Para ulama menggolongkan ciuman ke dalam perkara yang dimakruhkan dalam puasa, apabila ciuman itu membangkitkan syahwat. Kalau tidak membangkitkan syahwat, ciuman tidak dipermasalahkan, tetapi lebih baik tetap dihindari. (Al-Majmu’ Syarh Muhaddzab, VI. 354, Mughni al-Muhtaj, I, 431-436) Tentu hukum ini berlaku untuk ciuman kepada istri. Selain istri jelas hukumnya Haram.

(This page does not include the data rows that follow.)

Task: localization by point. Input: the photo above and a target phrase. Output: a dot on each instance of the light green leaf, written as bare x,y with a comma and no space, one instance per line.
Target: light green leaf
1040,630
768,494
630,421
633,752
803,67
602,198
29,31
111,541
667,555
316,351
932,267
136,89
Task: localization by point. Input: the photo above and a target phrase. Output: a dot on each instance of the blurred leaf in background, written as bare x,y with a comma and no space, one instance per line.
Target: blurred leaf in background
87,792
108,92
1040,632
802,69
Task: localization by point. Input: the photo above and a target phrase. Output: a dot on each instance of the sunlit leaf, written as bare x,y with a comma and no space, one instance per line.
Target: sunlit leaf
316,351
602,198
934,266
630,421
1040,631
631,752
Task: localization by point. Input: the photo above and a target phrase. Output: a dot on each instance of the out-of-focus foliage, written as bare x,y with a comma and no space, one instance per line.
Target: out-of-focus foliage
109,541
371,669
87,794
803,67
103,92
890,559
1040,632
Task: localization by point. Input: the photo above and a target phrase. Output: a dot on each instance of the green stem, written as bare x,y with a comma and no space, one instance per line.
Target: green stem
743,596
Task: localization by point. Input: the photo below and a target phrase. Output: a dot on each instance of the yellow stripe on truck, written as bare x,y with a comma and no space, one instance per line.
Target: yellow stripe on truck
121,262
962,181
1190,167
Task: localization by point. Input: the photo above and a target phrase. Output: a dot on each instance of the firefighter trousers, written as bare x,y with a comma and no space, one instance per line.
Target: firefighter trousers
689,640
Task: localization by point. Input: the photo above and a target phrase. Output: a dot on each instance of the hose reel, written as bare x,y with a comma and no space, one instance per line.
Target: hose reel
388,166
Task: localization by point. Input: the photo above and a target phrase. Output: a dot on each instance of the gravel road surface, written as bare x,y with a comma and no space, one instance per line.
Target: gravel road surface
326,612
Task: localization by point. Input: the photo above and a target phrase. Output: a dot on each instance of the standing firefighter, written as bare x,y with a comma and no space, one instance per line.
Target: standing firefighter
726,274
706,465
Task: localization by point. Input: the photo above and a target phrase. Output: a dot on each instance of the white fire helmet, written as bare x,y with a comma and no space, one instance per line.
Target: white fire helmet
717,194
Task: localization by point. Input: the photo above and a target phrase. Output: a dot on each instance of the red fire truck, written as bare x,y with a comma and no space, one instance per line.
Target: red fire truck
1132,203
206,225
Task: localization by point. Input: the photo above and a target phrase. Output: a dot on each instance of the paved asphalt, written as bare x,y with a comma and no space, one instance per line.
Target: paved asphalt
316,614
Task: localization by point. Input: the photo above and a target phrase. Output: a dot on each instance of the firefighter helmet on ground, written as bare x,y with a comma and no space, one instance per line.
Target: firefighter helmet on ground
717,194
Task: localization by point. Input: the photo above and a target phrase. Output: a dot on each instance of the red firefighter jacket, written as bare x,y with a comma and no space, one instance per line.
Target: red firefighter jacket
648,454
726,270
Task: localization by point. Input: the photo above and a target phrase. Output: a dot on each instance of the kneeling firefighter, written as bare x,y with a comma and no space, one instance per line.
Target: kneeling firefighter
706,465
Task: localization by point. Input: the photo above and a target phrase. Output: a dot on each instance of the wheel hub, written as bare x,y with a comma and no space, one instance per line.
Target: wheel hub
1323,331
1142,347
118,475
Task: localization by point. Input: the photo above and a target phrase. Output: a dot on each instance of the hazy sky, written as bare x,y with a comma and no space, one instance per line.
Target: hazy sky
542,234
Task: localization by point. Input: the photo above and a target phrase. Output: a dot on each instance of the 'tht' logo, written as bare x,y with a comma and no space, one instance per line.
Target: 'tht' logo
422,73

Dari riwayat Abu Dawud yang bersumber dari Abu Hurairah bahwa Rasulullah melarang kaum muda mencium (pada saat berpuasa), dan memperbolehkan hal itu pada orang-orang tua yang telah lanjut usia.
Mengapa Rasulullah membedakan orang tua dari pemuda? Para ulama merasionalisasi pembedaan ini dengan argumen bahwa pada usia muda seseorang sedang berada pada puncak hasrat dan kemampuan seksualnya. Sedangkan pada orang tua biasanya hasrat dan potensi seksualnya telah banyak menurun. Secara praktis, ciuman pada usia muda dikhawatirkan mengakibatkan pada ejakulasi. Atau menggoda pelakunya untuk menindak lanjutinya dengan interaksi seksual langsung karena kekurang mampuan orang muda untuk mengendalikan nafsu.
Semoga kita senantiasa selalu terjaga dari hal-hal yang bisa membatalkan puasa sehingga ibadah puasa diterima oleh Allah SWT. (Icin)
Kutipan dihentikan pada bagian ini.